The talented conductor, violinist and writer Anshel Brusilow died last week. As a memorial, I prepared this transfer of one of his few recordings as a conductor.

Brusilow, a student of Efrem Zimbalist and once a protege of Pierre Monteux, was the associate concertmaster of the Cleveland Orchestra under George Szell, and then concertmaster of the Philadelphia Orchestra under Eugene Ormandy. He had conducting ambitions, however, leading a chamber group of Philadelphia Orchestra musicians for a few years, and then striking out to form his own professional ensemble, the Chamber Symphony of Philadelphia, in 1966.

Anshel Brusilow
Brusilow shrewdly had an RCA Victor recording contract in hand even before the Chamber Symphony's first concert, and today's post is one of the projects he completed before the ensemble ran out of funds in 1968.

This LP of 20th century French works is the final product of that association, and it is a very good one.
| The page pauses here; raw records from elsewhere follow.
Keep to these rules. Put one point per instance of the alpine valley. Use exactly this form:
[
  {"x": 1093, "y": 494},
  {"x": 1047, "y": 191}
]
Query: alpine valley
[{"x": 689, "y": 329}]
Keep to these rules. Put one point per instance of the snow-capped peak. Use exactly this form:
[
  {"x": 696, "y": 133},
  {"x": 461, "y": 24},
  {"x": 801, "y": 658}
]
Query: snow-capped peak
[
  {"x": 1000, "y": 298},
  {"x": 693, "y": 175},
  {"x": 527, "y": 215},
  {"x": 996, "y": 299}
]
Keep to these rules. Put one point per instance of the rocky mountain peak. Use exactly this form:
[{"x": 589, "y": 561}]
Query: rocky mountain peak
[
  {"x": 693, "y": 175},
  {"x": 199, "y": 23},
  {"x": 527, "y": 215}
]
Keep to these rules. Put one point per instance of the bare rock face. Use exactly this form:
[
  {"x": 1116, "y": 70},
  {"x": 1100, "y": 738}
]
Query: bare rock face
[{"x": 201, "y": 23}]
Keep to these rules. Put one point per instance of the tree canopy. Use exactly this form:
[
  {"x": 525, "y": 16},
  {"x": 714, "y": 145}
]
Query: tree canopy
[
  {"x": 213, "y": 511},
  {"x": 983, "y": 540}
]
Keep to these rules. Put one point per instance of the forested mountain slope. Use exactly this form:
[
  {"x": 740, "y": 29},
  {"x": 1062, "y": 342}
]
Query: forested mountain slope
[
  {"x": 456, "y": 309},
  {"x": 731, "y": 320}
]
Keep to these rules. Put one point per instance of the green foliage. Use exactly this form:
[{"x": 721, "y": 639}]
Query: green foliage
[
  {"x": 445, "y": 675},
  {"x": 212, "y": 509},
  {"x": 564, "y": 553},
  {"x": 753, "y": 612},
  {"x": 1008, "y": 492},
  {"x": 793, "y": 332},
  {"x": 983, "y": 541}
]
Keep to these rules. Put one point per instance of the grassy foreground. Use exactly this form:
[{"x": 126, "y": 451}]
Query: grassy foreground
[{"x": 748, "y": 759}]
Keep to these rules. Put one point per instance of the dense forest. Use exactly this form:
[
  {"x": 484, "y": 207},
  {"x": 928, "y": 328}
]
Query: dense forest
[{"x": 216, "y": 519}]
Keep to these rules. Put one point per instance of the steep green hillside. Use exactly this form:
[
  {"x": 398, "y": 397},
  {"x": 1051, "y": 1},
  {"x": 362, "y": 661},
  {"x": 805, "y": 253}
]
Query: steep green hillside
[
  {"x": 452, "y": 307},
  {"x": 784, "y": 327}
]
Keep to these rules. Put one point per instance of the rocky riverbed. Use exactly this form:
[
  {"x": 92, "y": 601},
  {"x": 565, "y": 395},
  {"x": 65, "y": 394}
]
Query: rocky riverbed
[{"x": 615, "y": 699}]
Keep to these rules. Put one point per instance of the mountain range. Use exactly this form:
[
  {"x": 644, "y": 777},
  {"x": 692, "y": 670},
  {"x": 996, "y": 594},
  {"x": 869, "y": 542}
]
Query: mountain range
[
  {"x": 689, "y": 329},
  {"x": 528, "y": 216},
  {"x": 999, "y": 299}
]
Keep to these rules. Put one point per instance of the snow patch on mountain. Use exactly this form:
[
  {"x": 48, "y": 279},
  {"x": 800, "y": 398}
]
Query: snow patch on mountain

Ravel's familiar suite "Le Tombeau de Couperin" is complemented by the less often heard music of Jean Françaix and Jacques Ibert. Francaix's delightful Sérénade has been featured on this blog before, in a vintage performance led by Eugen Jochum, but this is the first appearance for Ibert's pictorialist Suite Symphonique and Capriccio. The Ravel has previously appeared here in a Dimitri Mitropoulos recording from Minneapolis.

After his Philadelphia days, Brusilow moved to Texas, first as music director of the Dallas Symphony, and then in university posts. In addition to his RCA recordings, he also made a few discs in Bournemouth and Dallas.

Late in life, Brusilow produced an amusing memoir, Shoot the Conductor: Too Close to Monteux, Szell and Ormandy, which I have been reading of late. The photos in this post come from that book.

The cover art may strike the contemporary eye as garish, but that was the style 50 years ago. The colorful illustration is by Mozelle Thompson, a favorite of my friend and fellow blogger Ernie. RCA's sound is vivid and immediate.

The Chamber Symphony of Philadelphia

24 October 2008

Jean Françaix

Here are two delightful neoclassical pieces by Jean Françaix, recorded shortly after their composition. Unexpectedly - at least to me - both come from German orchestras.

The soloist in the Concertino for Piano is
Françaix himself. The music manages to be memorable even though the whole piece lasts less than eight minutes. Telefunken recorded this with the Berlin Philharmonic in 1937. The conductor was Leo Borchard, who became the BPO music director for a few months after the second world war, until a sentry killed him by accident.

Jean Françaix
Eugen Jochum led the 1939 recording of the Serenade for 12 Instruments during his residence as Hamburg music director from 1934-49.

This record is one of a series that Capitol sourced from Telefunken circa 1950 - many of them recordings by the Concertgebouw Orchestra under Willem Mengelberg. All have this same drab cover style - particularly unsuited to
Françaix's sparkling music.

Note (September 2023): this recording has now been remastered in ambient stereo.